Protection of personal data of users of the resource for the sale of handmade products is ensured by encryption of confidential data using a closed (private) key [22]. This method is a secure method of storing data such as customer passwords, bank details, etc. "Privacy" of the key ensures that the key is stored on the server and cannot be published or shared with third parties. Also, in order to guarantee that the data has not been modified during transmission and is really true, hashing is carried out using "salt", which provides additional protection when processing personal data.
When the user is authorized, the password provided is applied by a hash function and the result is compared with the one stored on the server. Thus, the system ensures that, firstly, the data stored on the server cannot be stolen and read by third parties and, secondly, user authorization takes place in a reliable manner. User passwords are hashed for storage in the database by salting the raw password using the SH1 algorithm. The process of user authorization and his access to the system module is depicted in the system interaction diagram (Figure 6).
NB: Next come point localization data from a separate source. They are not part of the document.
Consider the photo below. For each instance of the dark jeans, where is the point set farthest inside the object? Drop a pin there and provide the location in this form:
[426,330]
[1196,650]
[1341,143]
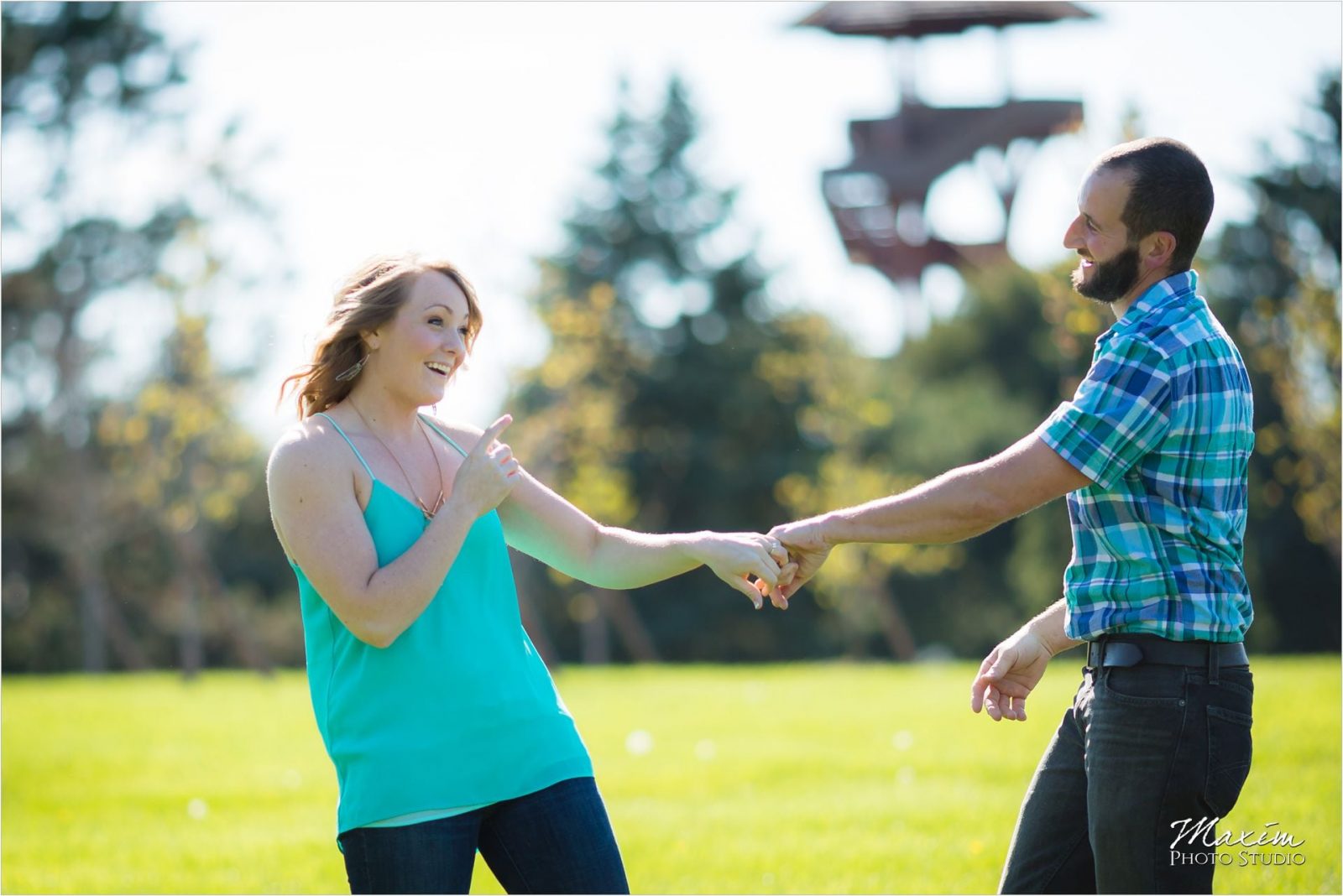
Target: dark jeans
[557,840]
[1141,750]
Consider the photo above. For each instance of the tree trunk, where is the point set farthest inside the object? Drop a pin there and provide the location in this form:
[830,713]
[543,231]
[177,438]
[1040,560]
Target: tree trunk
[618,608]
[93,607]
[893,625]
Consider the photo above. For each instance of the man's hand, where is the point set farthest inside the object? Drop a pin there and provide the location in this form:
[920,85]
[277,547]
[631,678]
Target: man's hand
[1007,675]
[807,549]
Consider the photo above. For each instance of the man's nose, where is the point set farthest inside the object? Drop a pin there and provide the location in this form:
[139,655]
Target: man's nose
[1072,237]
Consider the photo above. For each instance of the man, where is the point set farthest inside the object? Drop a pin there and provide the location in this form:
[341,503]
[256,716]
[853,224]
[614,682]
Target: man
[1152,455]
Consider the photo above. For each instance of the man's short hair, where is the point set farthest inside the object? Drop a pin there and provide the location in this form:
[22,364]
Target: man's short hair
[1168,190]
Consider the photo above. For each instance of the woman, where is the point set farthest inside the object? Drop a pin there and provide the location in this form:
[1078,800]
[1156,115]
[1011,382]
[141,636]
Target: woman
[443,725]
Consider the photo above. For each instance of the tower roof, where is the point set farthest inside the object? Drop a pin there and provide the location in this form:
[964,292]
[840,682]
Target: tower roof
[913,19]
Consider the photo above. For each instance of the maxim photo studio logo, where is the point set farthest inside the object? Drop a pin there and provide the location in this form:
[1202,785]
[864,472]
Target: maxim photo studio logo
[1197,842]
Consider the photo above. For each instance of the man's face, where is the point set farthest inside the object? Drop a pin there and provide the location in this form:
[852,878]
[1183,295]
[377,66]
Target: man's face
[1110,263]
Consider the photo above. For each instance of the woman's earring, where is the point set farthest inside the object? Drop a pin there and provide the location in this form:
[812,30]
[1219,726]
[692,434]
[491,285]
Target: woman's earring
[353,372]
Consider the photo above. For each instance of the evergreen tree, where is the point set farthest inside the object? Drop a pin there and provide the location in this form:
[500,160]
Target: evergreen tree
[1275,284]
[655,408]
[80,78]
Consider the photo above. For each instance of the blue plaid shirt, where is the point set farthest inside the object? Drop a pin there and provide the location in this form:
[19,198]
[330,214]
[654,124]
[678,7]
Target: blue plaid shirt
[1163,428]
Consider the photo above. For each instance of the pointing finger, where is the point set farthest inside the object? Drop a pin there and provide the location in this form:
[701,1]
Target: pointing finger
[492,434]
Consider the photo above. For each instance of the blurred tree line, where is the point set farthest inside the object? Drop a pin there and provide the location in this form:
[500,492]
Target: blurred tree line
[136,533]
[676,396]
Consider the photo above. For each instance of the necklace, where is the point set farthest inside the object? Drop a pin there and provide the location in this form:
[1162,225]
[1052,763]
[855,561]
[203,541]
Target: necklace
[438,504]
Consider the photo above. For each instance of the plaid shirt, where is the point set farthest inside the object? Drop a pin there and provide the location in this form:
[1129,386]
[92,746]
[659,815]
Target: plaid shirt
[1163,428]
The interaction diagram depicts the process when the user gets to the login point of the authentication service, provides his login data, which is compared by the encryption service with the data stored by the system. If the provided data is incorrect, the client is directed to the exit point of the system. In the case of valid data, the user is directed to the main module of the software system, where his interaction is worked out according to the scheme of the sequence diagram
The paper researched the economic state and level of development of the digital economy and ecommerce, as the main component of the digital economy, in Ukraine and the world; analyzed regulatory and legal aspects of conducting electronic business activities, modern approaches to conducting trade activities on the Internet; development prospects, trends and problems of electronic commerce; online payment methods at the global business level and within Ukraine; considered cyber protection systems both at the level of online store owners and at the level of buyers. The application of the principles of security organization and protection of personal data in the system was shown on a real example of C2C application of e-shop for handmade.